Der gewaltsame Blick und sein beharrliches einseitiges Starren, wo etablierte Hierarchien durch ebendiesen unerwiderten Blick aufrechterhalten werden, bringen uns zu der Serie von Videoarbeiten mit dem Titel Acts of Looking Back. Es sind Arbeiten, die postinstitutionelle Kritik üben, indem sie spielerisch über die Rationalität und das bloße kognitive Urteilen hinausgehen und Affekt, Mehrdeutigkeit und Opazität in den Vordergrund rücken.
Wir beginnen mit Trio A (1966) von Yvonne Rainer, einem Werk, in dem die Choreografin einige Forderungen aus ihrem No Manifesto sehr beeindruckend in Tanz umsetzt: Sie sagt Nein zum Spektakel, zum Heroischen, zur Trash-Ästhetik, zur Einbeziehung des Performers oder des Zuschauers, zum Stil, zum Glamour, zur Verführung des Publikums durch die Tricks des Performers, zur Exzentrik und zum Bewegen oder Bewegtwerden.

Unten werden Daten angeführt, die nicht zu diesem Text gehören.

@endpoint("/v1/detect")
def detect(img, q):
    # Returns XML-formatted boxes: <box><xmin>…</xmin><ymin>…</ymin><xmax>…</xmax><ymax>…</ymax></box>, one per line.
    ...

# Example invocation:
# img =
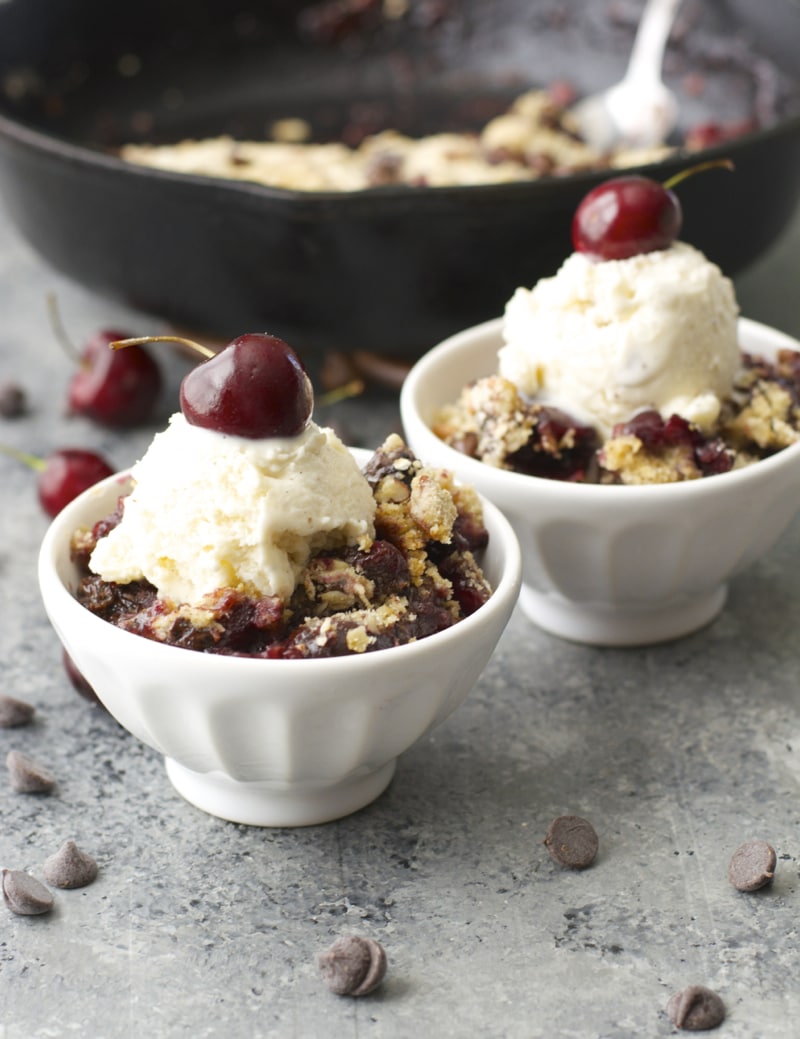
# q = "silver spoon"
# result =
<box><xmin>571</xmin><ymin>0</ymin><xmax>681</xmax><ymax>152</ymax></box>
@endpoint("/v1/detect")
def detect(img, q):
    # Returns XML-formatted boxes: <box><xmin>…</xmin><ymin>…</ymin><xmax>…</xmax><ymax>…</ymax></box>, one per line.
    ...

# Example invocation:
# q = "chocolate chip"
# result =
<box><xmin>317</xmin><ymin>934</ymin><xmax>386</xmax><ymax>995</ymax></box>
<box><xmin>5</xmin><ymin>750</ymin><xmax>55</xmax><ymax>794</ymax></box>
<box><xmin>0</xmin><ymin>696</ymin><xmax>35</xmax><ymax>728</ymax></box>
<box><xmin>42</xmin><ymin>841</ymin><xmax>98</xmax><ymax>887</ymax></box>
<box><xmin>3</xmin><ymin>870</ymin><xmax>53</xmax><ymax>916</ymax></box>
<box><xmin>667</xmin><ymin>985</ymin><xmax>725</xmax><ymax>1032</ymax></box>
<box><xmin>727</xmin><ymin>841</ymin><xmax>777</xmax><ymax>891</ymax></box>
<box><xmin>544</xmin><ymin>816</ymin><xmax>599</xmax><ymax>870</ymax></box>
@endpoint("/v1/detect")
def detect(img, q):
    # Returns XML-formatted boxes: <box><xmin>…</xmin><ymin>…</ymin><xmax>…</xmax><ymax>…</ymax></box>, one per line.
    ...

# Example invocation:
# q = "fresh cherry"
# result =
<box><xmin>181</xmin><ymin>332</ymin><xmax>314</xmax><ymax>439</ymax></box>
<box><xmin>0</xmin><ymin>445</ymin><xmax>113</xmax><ymax>516</ymax></box>
<box><xmin>38</xmin><ymin>448</ymin><xmax>113</xmax><ymax>516</ymax></box>
<box><xmin>69</xmin><ymin>329</ymin><xmax>161</xmax><ymax>427</ymax></box>
<box><xmin>572</xmin><ymin>174</ymin><xmax>683</xmax><ymax>260</ymax></box>
<box><xmin>48</xmin><ymin>296</ymin><xmax>162</xmax><ymax>428</ymax></box>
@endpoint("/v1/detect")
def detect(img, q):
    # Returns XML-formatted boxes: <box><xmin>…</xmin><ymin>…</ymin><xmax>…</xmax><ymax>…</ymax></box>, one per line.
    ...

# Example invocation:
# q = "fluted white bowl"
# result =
<box><xmin>400</xmin><ymin>311</ymin><xmax>800</xmax><ymax>645</ymax></box>
<box><xmin>38</xmin><ymin>451</ymin><xmax>521</xmax><ymax>826</ymax></box>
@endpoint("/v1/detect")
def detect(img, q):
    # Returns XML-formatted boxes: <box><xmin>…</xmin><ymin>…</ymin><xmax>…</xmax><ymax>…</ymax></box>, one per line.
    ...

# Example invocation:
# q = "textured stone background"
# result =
<box><xmin>0</xmin><ymin>196</ymin><xmax>800</xmax><ymax>1039</ymax></box>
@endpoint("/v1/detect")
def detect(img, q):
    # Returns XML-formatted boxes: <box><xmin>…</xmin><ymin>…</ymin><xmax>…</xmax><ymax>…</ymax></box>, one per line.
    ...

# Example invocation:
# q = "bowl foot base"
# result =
<box><xmin>519</xmin><ymin>585</ymin><xmax>727</xmax><ymax>646</ymax></box>
<box><xmin>165</xmin><ymin>757</ymin><xmax>397</xmax><ymax>826</ymax></box>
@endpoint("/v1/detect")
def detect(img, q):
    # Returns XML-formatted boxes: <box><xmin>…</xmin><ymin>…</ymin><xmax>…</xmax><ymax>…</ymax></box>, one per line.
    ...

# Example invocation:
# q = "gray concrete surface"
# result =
<box><xmin>0</xmin><ymin>196</ymin><xmax>800</xmax><ymax>1039</ymax></box>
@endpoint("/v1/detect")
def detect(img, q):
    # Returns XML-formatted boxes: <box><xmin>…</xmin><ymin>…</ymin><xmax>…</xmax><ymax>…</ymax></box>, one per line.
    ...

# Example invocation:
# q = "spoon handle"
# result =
<box><xmin>624</xmin><ymin>0</ymin><xmax>681</xmax><ymax>80</ymax></box>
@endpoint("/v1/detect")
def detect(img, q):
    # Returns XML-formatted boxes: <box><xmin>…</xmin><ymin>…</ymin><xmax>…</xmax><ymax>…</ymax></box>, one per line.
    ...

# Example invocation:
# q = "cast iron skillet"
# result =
<box><xmin>0</xmin><ymin>0</ymin><xmax>800</xmax><ymax>356</ymax></box>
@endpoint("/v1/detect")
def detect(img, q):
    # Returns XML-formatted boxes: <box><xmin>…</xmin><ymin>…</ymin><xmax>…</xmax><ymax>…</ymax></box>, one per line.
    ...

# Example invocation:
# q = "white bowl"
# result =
<box><xmin>38</xmin><ymin>452</ymin><xmax>521</xmax><ymax>826</ymax></box>
<box><xmin>400</xmin><ymin>319</ymin><xmax>800</xmax><ymax>645</ymax></box>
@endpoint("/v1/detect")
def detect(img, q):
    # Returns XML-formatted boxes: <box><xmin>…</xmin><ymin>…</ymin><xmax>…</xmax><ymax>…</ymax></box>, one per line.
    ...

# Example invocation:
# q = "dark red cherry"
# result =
<box><xmin>572</xmin><ymin>174</ymin><xmax>683</xmax><ymax>260</ymax></box>
<box><xmin>35</xmin><ymin>448</ymin><xmax>113</xmax><ymax>516</ymax></box>
<box><xmin>69</xmin><ymin>329</ymin><xmax>161</xmax><ymax>428</ymax></box>
<box><xmin>181</xmin><ymin>332</ymin><xmax>314</xmax><ymax>439</ymax></box>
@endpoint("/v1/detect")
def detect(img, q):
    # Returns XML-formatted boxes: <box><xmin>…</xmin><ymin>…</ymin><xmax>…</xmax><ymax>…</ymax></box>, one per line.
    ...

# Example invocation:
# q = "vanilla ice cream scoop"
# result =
<box><xmin>89</xmin><ymin>412</ymin><xmax>375</xmax><ymax>605</ymax></box>
<box><xmin>499</xmin><ymin>242</ymin><xmax>741</xmax><ymax>435</ymax></box>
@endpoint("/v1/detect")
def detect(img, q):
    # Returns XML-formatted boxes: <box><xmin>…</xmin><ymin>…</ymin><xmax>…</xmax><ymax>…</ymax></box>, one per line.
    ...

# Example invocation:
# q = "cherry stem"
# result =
<box><xmin>0</xmin><ymin>444</ymin><xmax>47</xmax><ymax>473</ymax></box>
<box><xmin>317</xmin><ymin>379</ymin><xmax>364</xmax><ymax>407</ymax></box>
<box><xmin>108</xmin><ymin>336</ymin><xmax>216</xmax><ymax>359</ymax></box>
<box><xmin>47</xmin><ymin>292</ymin><xmax>81</xmax><ymax>364</ymax></box>
<box><xmin>662</xmin><ymin>159</ymin><xmax>736</xmax><ymax>191</ymax></box>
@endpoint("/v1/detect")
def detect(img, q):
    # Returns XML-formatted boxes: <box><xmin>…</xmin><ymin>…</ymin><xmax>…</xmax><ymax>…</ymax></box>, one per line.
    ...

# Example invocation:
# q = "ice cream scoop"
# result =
<box><xmin>90</xmin><ymin>414</ymin><xmax>375</xmax><ymax>605</ymax></box>
<box><xmin>499</xmin><ymin>242</ymin><xmax>741</xmax><ymax>435</ymax></box>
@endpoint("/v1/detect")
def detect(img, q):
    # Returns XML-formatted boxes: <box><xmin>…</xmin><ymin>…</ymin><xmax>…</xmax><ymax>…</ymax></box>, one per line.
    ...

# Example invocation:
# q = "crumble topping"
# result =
<box><xmin>432</xmin><ymin>350</ymin><xmax>800</xmax><ymax>484</ymax></box>
<box><xmin>119</xmin><ymin>90</ymin><xmax>673</xmax><ymax>191</ymax></box>
<box><xmin>71</xmin><ymin>434</ymin><xmax>491</xmax><ymax>659</ymax></box>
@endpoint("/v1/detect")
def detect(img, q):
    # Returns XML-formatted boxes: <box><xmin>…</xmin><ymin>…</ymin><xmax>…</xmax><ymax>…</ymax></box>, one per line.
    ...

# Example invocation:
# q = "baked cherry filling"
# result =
<box><xmin>72</xmin><ymin>436</ymin><xmax>491</xmax><ymax>659</ymax></box>
<box><xmin>433</xmin><ymin>350</ymin><xmax>800</xmax><ymax>484</ymax></box>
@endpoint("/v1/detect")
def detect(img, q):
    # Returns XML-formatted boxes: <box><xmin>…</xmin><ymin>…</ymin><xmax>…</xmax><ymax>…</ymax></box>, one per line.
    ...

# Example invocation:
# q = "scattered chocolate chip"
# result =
<box><xmin>0</xmin><ymin>382</ymin><xmax>28</xmax><ymax>419</ymax></box>
<box><xmin>544</xmin><ymin>816</ymin><xmax>599</xmax><ymax>870</ymax></box>
<box><xmin>667</xmin><ymin>985</ymin><xmax>725</xmax><ymax>1032</ymax></box>
<box><xmin>0</xmin><ymin>696</ymin><xmax>35</xmax><ymax>728</ymax></box>
<box><xmin>317</xmin><ymin>934</ymin><xmax>386</xmax><ymax>995</ymax></box>
<box><xmin>727</xmin><ymin>841</ymin><xmax>777</xmax><ymax>891</ymax></box>
<box><xmin>3</xmin><ymin>870</ymin><xmax>53</xmax><ymax>916</ymax></box>
<box><xmin>5</xmin><ymin>750</ymin><xmax>55</xmax><ymax>794</ymax></box>
<box><xmin>42</xmin><ymin>841</ymin><xmax>98</xmax><ymax>887</ymax></box>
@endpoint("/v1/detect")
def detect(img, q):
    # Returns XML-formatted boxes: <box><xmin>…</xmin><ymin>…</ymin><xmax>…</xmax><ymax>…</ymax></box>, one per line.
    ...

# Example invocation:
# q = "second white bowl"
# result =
<box><xmin>400</xmin><ymin>311</ymin><xmax>800</xmax><ymax>645</ymax></box>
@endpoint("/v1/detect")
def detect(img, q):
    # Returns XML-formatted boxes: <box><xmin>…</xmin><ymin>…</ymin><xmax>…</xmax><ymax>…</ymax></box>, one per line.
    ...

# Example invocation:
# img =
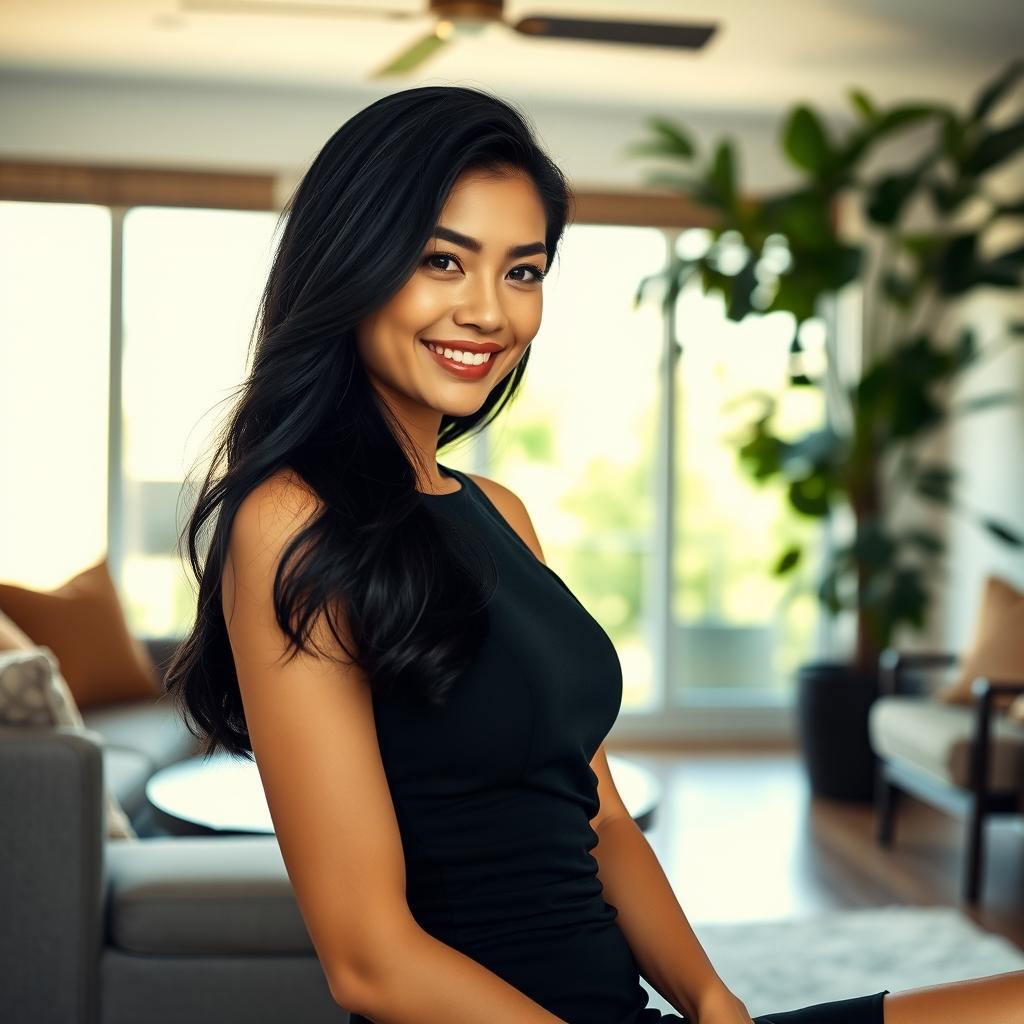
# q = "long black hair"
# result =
<box><xmin>165</xmin><ymin>86</ymin><xmax>574</xmax><ymax>759</ymax></box>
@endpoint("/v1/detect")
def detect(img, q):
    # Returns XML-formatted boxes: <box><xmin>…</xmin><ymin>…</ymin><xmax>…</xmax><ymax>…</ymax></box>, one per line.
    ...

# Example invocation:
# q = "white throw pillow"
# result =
<box><xmin>0</xmin><ymin>645</ymin><xmax>138</xmax><ymax>839</ymax></box>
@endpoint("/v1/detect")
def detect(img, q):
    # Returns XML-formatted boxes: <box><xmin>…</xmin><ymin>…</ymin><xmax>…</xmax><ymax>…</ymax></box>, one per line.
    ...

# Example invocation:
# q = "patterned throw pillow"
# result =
<box><xmin>0</xmin><ymin>646</ymin><xmax>138</xmax><ymax>839</ymax></box>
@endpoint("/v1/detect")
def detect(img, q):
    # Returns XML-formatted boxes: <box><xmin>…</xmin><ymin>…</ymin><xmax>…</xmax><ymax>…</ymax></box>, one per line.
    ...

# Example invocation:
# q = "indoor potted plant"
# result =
<box><xmin>627</xmin><ymin>60</ymin><xmax>1024</xmax><ymax>800</ymax></box>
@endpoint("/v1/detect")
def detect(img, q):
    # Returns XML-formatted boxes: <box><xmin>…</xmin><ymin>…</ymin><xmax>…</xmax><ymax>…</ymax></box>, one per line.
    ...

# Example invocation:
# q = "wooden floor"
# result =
<box><xmin>607</xmin><ymin>742</ymin><xmax>1024</xmax><ymax>949</ymax></box>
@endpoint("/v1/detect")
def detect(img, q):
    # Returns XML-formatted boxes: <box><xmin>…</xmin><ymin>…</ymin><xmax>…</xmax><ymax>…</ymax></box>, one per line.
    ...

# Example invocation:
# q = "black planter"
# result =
<box><xmin>797</xmin><ymin>662</ymin><xmax>879</xmax><ymax>803</ymax></box>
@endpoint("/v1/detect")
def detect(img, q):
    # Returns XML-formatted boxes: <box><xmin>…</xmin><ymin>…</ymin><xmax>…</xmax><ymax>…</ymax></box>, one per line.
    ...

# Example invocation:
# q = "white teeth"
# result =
<box><xmin>427</xmin><ymin>343</ymin><xmax>490</xmax><ymax>367</ymax></box>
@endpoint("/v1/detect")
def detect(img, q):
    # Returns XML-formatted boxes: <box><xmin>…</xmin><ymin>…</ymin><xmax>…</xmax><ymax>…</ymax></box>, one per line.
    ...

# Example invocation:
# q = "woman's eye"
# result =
<box><xmin>423</xmin><ymin>253</ymin><xmax>547</xmax><ymax>284</ymax></box>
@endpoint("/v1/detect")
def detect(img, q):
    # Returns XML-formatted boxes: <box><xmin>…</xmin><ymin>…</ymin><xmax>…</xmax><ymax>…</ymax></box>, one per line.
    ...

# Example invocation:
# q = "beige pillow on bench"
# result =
<box><xmin>935</xmin><ymin>575</ymin><xmax>1024</xmax><ymax>722</ymax></box>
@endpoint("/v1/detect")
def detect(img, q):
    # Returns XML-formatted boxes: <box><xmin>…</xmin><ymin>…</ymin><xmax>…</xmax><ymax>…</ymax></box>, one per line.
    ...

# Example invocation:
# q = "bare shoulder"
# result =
<box><xmin>221</xmin><ymin>469</ymin><xmax>322</xmax><ymax>624</ymax></box>
<box><xmin>466</xmin><ymin>473</ymin><xmax>544</xmax><ymax>562</ymax></box>
<box><xmin>222</xmin><ymin>464</ymin><xmax>416</xmax><ymax>1012</ymax></box>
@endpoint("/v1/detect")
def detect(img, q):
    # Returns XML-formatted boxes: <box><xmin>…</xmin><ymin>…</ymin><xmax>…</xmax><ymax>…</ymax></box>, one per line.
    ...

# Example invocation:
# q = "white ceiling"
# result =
<box><xmin>0</xmin><ymin>0</ymin><xmax>1024</xmax><ymax>112</ymax></box>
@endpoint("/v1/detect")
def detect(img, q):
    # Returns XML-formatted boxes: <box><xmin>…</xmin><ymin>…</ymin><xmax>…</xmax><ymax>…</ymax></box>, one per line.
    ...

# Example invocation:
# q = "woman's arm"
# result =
<box><xmin>352</xmin><ymin>925</ymin><xmax>566</xmax><ymax>1024</ymax></box>
<box><xmin>593</xmin><ymin>814</ymin><xmax>726</xmax><ymax>1020</ymax></box>
<box><xmin>470</xmin><ymin>473</ymin><xmax>741</xmax><ymax>1020</ymax></box>
<box><xmin>221</xmin><ymin>477</ymin><xmax>564</xmax><ymax>1024</ymax></box>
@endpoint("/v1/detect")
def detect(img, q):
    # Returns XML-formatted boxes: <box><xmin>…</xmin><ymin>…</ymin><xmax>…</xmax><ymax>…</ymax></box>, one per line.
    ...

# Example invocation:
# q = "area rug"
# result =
<box><xmin>643</xmin><ymin>905</ymin><xmax>1024</xmax><ymax>1017</ymax></box>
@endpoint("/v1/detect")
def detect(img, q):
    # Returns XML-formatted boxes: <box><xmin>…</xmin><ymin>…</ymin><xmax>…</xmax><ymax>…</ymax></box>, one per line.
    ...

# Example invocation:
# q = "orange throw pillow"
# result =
<box><xmin>936</xmin><ymin>575</ymin><xmax>1024</xmax><ymax>717</ymax></box>
<box><xmin>0</xmin><ymin>557</ymin><xmax>161</xmax><ymax>708</ymax></box>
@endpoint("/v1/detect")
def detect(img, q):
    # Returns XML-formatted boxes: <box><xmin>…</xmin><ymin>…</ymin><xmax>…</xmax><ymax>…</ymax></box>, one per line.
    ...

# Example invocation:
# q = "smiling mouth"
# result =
<box><xmin>420</xmin><ymin>338</ymin><xmax>504</xmax><ymax>381</ymax></box>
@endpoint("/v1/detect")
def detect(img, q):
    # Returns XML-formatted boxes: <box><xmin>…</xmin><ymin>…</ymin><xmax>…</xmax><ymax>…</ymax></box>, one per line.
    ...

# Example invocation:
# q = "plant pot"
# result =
<box><xmin>797</xmin><ymin>662</ymin><xmax>879</xmax><ymax>803</ymax></box>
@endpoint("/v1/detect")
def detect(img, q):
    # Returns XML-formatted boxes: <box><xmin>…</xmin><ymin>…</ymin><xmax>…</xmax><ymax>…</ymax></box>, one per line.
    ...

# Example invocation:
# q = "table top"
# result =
<box><xmin>145</xmin><ymin>752</ymin><xmax>662</xmax><ymax>835</ymax></box>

In Trio A soll die Tänzerin keinen Blickkontakt zu den anwesenden Zuschauer_innen aufnehmen. Doch wie lassen sich Rainers Ideen produktiv umsetzen in einer Zeit, in der wir alle gelernt haben, für die Kamera zu agieren, und in der es alltäglich geworden ist, bei der Arbeit beobachtet, bewertet oder überwacht zu werden? In einer Zeit, in der unser persönliches Trauma untrennbar verbunden ist mit unserer Wirkung auf dem Bildschirm oder der Bühne? In der wir uns womöglich wünschen, den gewaltsamen Blick zu erwidern, statt ständig den Blickkontakt zu meiden? Wie können queere beziehungsweise ›verAnderte‹ Körper dem exotisierenden, legitimierenden oder delegitimierenden Blick auf der Leinwand etwas entgegensetzen, anstatt immer nur das Bedürfnis nach sensationellen Bildern, rührenden Stories und packender Unterhaltung zu bedienen?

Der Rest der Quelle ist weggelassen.